Suhander Zúñiga celebra junto a Aubrey David su primer anotación frente a Jicaral. Fotografía: José Cordero.

El Deportivo Saprissa ya carburó. El cuadro morado demostró su jerarquía ante Jicaral, el benjamín de la máxima categoría, lo borró del mapa y decidió darse un festín con las novatadas al golearlo 4 a 0.

Rándall Leal dejó una y otra vez marcas en el camino, Christian Bolaños mostró la ambición de un juvenil para ser el eje del ataque y Suhander Zúñiga se vistió de goleador para continuar consolidándose como pieza clave en el esquema de Paté.

Con cada una de las cuatro dianas saprissistas, Centeno brincó, aplaudió y gritó. El estratega enfatizó: 'esa es, sencillo', repitió con cada acción que su plantel hilvanó para incomodar al equipo contrario.

En cinco minutos, los tibaseños ya se habían anunciado con tres ocasiones claras que frenó el arquero Luis Alpízar.

El cotejo solo tuvo un equipo en el campo. La S marcó en el 24′, gracias a una viveza de Marvin Angulo; el creativo cobró un tiro de esquina rápido, su centro encontró a Suhander y el excarmelita marcó de cabeza.

Luego empezó el espectáculo de Christian Bolaños. El tres veces mundialista consiguió desbordar las veces que quiso a Javier Camareno, lo bailó. En una de esas tantas que penetró consiguió centrar al segundo poste y nuevamente Zúñiga empujó de cabeza el balón.

El número '24' de Saprissa, que en el torneo pasado no contaba para Centeno, se ha consolidado como hombre importante por izquierda. Suhander enfrenta, gana línea de fondo, tiene gol y también es un gran apoyo para Luis José Hernández en la zaga.

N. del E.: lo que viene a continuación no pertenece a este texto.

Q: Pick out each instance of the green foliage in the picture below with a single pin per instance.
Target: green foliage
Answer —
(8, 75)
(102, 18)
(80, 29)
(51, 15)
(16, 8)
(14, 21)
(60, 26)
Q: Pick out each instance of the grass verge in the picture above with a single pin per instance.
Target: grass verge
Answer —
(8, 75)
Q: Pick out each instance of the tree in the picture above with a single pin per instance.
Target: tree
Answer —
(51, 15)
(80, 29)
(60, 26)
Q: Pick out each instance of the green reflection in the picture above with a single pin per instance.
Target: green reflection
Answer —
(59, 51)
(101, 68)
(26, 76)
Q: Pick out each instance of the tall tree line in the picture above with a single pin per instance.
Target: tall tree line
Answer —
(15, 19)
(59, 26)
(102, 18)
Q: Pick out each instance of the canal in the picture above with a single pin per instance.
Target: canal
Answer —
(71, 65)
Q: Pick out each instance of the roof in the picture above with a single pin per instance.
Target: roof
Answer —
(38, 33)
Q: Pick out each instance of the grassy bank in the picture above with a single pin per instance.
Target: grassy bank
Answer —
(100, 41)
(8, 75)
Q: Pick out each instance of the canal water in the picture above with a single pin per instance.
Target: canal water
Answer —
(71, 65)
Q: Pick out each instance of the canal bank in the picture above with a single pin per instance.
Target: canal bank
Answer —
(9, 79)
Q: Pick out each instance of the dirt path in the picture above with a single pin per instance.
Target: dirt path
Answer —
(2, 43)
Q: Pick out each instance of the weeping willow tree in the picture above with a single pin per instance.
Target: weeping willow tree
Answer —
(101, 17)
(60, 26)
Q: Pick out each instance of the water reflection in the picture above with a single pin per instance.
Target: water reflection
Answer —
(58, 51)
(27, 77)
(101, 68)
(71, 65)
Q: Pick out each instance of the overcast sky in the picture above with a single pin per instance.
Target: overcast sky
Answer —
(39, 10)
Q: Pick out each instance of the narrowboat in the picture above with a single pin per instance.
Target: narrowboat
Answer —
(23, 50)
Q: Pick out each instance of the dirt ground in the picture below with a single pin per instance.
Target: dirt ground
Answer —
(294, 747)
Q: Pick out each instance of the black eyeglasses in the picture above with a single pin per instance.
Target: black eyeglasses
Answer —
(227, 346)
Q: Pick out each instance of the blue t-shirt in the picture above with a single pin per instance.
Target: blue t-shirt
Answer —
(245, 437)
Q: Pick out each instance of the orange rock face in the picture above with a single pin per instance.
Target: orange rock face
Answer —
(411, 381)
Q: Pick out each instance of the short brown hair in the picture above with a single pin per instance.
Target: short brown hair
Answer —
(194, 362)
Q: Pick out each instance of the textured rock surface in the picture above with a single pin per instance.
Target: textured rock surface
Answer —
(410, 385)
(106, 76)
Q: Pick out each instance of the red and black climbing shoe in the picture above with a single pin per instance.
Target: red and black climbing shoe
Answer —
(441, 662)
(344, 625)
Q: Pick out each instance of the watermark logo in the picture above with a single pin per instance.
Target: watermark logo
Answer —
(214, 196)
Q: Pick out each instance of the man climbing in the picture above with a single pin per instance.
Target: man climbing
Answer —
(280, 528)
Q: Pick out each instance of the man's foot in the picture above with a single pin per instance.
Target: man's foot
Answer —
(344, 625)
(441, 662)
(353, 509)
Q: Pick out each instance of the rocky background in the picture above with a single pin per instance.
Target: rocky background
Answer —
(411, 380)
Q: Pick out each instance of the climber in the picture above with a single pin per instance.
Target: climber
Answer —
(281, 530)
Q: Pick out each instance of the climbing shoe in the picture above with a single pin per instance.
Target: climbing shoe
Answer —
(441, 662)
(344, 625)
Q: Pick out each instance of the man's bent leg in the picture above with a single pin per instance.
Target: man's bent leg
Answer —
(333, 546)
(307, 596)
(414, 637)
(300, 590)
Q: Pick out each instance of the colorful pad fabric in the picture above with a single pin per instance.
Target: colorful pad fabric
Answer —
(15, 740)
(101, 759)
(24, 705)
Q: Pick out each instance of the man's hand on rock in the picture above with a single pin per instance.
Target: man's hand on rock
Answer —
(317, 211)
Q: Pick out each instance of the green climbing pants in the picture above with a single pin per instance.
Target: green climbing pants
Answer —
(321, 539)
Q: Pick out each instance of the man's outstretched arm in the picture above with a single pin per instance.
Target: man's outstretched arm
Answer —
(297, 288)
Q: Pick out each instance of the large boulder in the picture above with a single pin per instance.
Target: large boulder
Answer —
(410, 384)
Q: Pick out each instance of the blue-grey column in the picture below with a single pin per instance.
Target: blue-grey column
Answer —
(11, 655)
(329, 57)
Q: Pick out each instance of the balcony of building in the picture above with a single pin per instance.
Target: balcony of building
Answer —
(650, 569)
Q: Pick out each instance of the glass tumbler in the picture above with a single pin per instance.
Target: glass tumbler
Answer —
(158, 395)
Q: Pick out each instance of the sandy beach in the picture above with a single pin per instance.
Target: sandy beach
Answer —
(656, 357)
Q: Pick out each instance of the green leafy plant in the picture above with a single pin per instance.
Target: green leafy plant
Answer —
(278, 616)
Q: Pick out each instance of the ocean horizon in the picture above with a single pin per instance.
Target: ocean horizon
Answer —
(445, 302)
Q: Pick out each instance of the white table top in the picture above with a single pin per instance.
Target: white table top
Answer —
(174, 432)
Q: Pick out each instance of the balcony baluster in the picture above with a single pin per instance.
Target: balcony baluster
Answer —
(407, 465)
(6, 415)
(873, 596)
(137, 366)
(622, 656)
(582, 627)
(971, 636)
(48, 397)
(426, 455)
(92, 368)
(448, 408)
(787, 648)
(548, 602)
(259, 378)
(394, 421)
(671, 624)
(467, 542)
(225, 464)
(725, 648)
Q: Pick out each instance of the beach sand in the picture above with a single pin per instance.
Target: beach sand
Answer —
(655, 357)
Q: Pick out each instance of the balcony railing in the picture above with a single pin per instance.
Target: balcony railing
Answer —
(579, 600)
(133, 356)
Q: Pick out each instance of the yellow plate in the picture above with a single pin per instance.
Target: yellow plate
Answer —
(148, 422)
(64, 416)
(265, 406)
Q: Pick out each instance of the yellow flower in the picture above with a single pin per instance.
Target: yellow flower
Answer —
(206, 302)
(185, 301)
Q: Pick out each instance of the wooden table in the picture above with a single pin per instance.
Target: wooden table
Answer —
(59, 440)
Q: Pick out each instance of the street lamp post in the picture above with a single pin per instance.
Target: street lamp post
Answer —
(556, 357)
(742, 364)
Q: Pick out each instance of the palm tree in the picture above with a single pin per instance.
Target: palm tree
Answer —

El Monstruo por fin brindó ese fútbol que con el toque de pelota abre los espacios. Las combinaciones entre Rándall Leal, Bolaños y Zúñiga se convirtieron en la principal arma de los dirigidos por Centeno.

Wálter, desde su zona, exigía constante presión y nulo conformismo: ‘cero relajación, cero relajación’. Sus muchachos cumplían en el terreno de juego.

Dos acciones de más de seis toques entregaron la tercera y cuarta diana; Johan Venegas aprovechó un gran servicio de Suhander para el 3 a 0 y cerró Bolaños el 4 a 0 luego de una hermosa pared con Leal.

Jeaustin Campos, de traje entero y lentes rojos, no supo cómo reaccionar. Desde su banquillo pedía calma y con sus dedos, en su cabeza, rogaba bajarle intensidad al juego, pero sus pupilos deambulaban como presas sencillas para el Monstruo.

Wálter Centeno, por su parte, estaba extasiado con lo que veía en el campo. El partido contra los jicaraleños era importante porque, más allá del rival, era el oponente para reafirmar el buen momento después de ganarle a Alajuelense en el clásico nacional.

'Cero relajación, cero relajación", insistía al estratega morado.

El segundo tiempo sobró, porque Saprissa jugó en neutro, mientras que Jicaral no quería sufrir una humillación mayor.

Los tibaseños cazaron el primer lugar de la clasificación, con un juego más que la Liga, además llegaron a su quinta victoria consecutiva, acumularon 16 goles en los últimos cinco encuentros, para consolidar su poderío ofensivo. Lo más importante es que presiona a su archirrival a levantarse del golpe que ellos mismos le propiciaron.

El cuadro sorpresa del inicio del Apertura 2019, el nuevo inquilino, sufrió con la S. Los morados se encargaron de ubicar al benjamín que venía en una nube desde que venció a Herediano en el Rosabal Cordero. El cuadro que llegó de la Liga de Ascenso se topó con un gigante que lo aplastó, se dio un festín y se sació con él.